Each LOI will undergo a three-step due diligence process.

1. The most meritorious LOIs will be identified based on review by a panel (internal and external) knowledgeable in small molecule translational research and evaluated according to the following criteria:
   • • Novelty of the therapeutic hypothesis and biochemical approach
     • Significance of the unmet medical need
     • Feasibility of support with the available technologies and resources at the IMA
     • Competitive landscape analysis and freedom to operate
2. PIs whose project ideas are selected will be invited to submit full proposals in collaboration with senior staff members of the IMA. The full proposal will cover the following points:
   • • Description of envisioned mechanism of action.
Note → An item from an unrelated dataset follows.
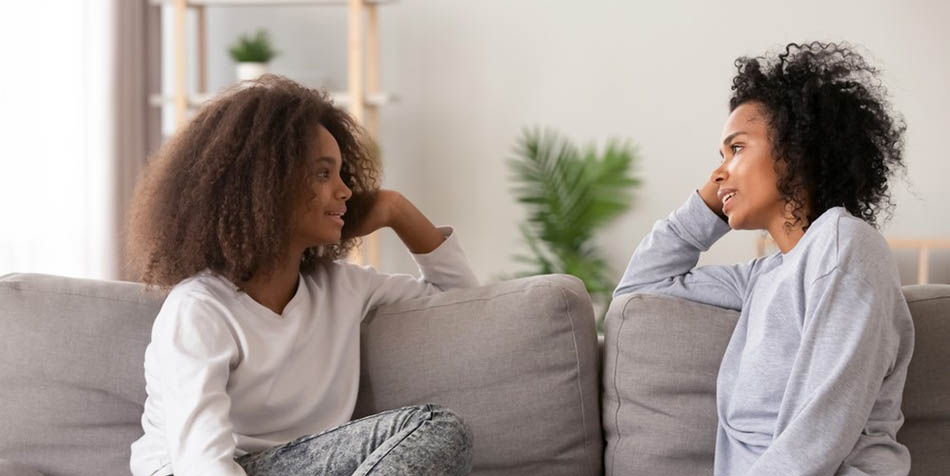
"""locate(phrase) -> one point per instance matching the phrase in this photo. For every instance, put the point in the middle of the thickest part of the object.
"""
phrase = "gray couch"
(518, 360)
     • Strategy and steps towards the generation and/or development of the therapeutic prototype, including milestones, timelines, and go/no-go decision points.
     • Biological context and description of previous work performed on the therapeutic target.
     • Detailed description of in vitro assays and in vivo models needed for optimization and proof of concept studies.
     • Profile of the optimal therapeutic prototype (target product profile).
     • List of available and/or to-be-generated tool molecules and cell lines.
     • Publication, intellectual property, and exit strategy.
3. Mutual due diligence meetings between the IMA and PI to address any outstanding questions or concerns.

The IMA makes every effort to reach a final decision within one quarter of receiving the LOI, although this can depend on the availability of the PI and their team members.